AGGRAVATED FELONY - EFFECTIVE DATE - ILLEGAL REENTRY - SENTENCE - AGGRAVATED FELONY CONVICTIONS TRIGGER SENTENCE ENHANCEMENT REGARDLESS OF DATE OF CONVICTION
United States v. Olmos-Esparza, 484 F.3d 1111 (9th Cir. April 24, 2007) (district court did not err by considering convictions from 1972 and 1976 in calculating illegal reentry sentencing enhancements under USSG 2L1.2), (USSG 2L1.2 contains no time limitation on the age of convictions for purposes of calculating sentencing enhancements); accord, United States v. Torres-Duenas, 461 F.3d 1178, 1181-82 (10th Cir.2006), petition for cert. filed November 22, 2006 (No. 06-7990); United States v. Camacho-Ibarquen, 410 F.3d 1307, 1312-13 (11th Cir.), cert. denied, 126 S.Ct. 457 (2005).
AGGRAVATED FELONY - RETROACTIVITY
Although the Ninth Circuit held that only convictions after November 18, 1988, the effective date of the ADAA, could be considered aggravated felonies, see Ayala-Chavez v. INS, 945 F.2d 288 (9th Cir.1991), Congress effectively overruled that decision when it passed the Miscellaneous and Technical Immigration and Naturalization Amendments of 1991, Pub.L. No. 102-232 (December 12, 1991) amending the Immigration Act of 1990, Pub.L. No. 101-649 (November 29, 1990).
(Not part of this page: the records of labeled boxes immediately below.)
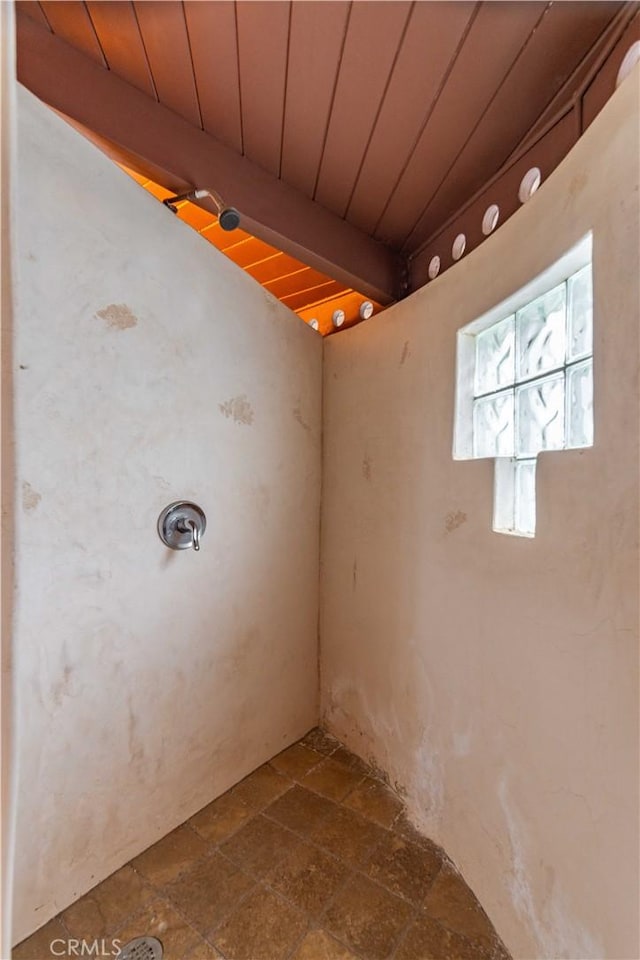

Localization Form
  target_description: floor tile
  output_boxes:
[300,727,340,757]
[265,840,349,917]
[390,810,446,860]
[269,743,322,780]
[163,852,255,935]
[323,874,412,960]
[184,940,222,960]
[331,745,373,777]
[11,920,69,960]
[424,864,496,943]
[233,763,291,813]
[211,886,308,960]
[292,930,358,960]
[364,833,440,906]
[117,899,202,960]
[189,790,259,843]
[60,864,156,940]
[131,826,211,886]
[301,757,362,802]
[394,914,493,960]
[220,816,299,877]
[311,807,385,867]
[264,786,337,836]
[342,779,402,827]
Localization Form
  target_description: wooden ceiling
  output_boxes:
[120,164,381,336]
[16,0,638,326]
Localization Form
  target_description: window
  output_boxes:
[454,236,593,536]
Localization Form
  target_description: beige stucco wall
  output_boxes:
[321,68,640,960]
[13,90,322,942]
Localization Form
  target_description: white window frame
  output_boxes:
[453,233,593,537]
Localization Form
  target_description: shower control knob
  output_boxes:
[158,500,207,550]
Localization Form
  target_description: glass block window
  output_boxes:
[454,236,593,536]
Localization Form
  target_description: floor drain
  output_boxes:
[116,937,164,960]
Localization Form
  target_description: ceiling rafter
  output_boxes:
[16,11,402,304]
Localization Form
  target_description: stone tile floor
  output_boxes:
[13,729,509,960]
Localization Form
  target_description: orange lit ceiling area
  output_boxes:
[119,164,384,336]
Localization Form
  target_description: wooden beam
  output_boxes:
[16,13,399,304]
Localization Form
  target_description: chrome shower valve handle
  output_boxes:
[158,500,207,550]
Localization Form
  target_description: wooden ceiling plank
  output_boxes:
[236,0,291,177]
[245,253,305,283]
[282,280,344,310]
[347,2,475,233]
[406,2,621,250]
[281,0,350,197]
[375,0,547,248]
[87,0,156,97]
[16,14,398,304]
[16,0,51,30]
[134,0,202,127]
[200,220,253,251]
[184,0,242,153]
[40,0,107,67]
[315,0,412,217]
[226,237,282,270]
[262,264,338,300]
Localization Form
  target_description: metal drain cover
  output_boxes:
[116,937,164,960]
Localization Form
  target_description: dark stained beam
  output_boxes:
[16,12,400,304]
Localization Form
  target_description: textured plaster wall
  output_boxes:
[13,90,322,942]
[321,68,640,960]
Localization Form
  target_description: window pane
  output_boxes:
[514,460,536,536]
[516,283,566,381]
[568,264,593,360]
[516,373,564,457]
[475,316,516,397]
[567,360,593,447]
[473,390,513,457]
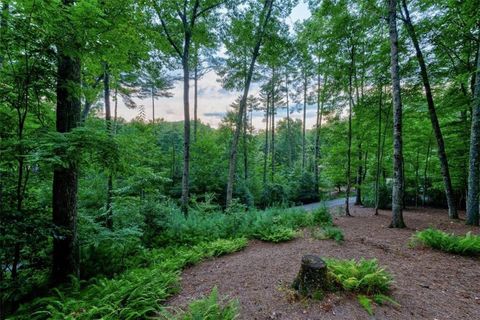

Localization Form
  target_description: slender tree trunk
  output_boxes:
[51,0,81,284]
[422,137,432,207]
[402,0,458,219]
[467,42,480,226]
[193,60,198,141]
[150,86,155,124]
[415,149,420,208]
[388,0,405,228]
[226,0,274,207]
[302,74,307,172]
[345,45,355,216]
[263,94,270,184]
[285,71,292,168]
[182,42,190,216]
[272,67,275,182]
[355,143,363,206]
[103,63,113,229]
[314,74,326,199]
[375,85,383,215]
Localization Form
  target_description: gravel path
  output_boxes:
[170,207,480,320]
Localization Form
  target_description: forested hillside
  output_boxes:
[0,0,480,320]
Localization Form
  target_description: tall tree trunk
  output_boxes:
[467,42,480,226]
[51,0,81,284]
[103,63,113,229]
[263,94,270,184]
[193,60,198,141]
[181,42,190,216]
[345,45,355,216]
[226,0,274,207]
[388,0,405,228]
[402,0,458,219]
[272,67,275,182]
[285,68,292,168]
[422,137,432,207]
[314,74,326,199]
[375,85,383,215]
[355,143,363,206]
[150,86,155,124]
[302,73,307,172]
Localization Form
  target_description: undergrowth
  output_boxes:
[325,259,399,315]
[12,238,248,320]
[159,287,238,320]
[411,228,480,256]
These Amendments provided, among other things, that convictions before 1988 could also qualify as aggravated felonies. 105 Stat. at 1752, 306(a)(13). These Amendments are effective as though they were part of the 1990 Immigration Act. Pub.L. No. 102-232, 105 Stat. at 1759, 310.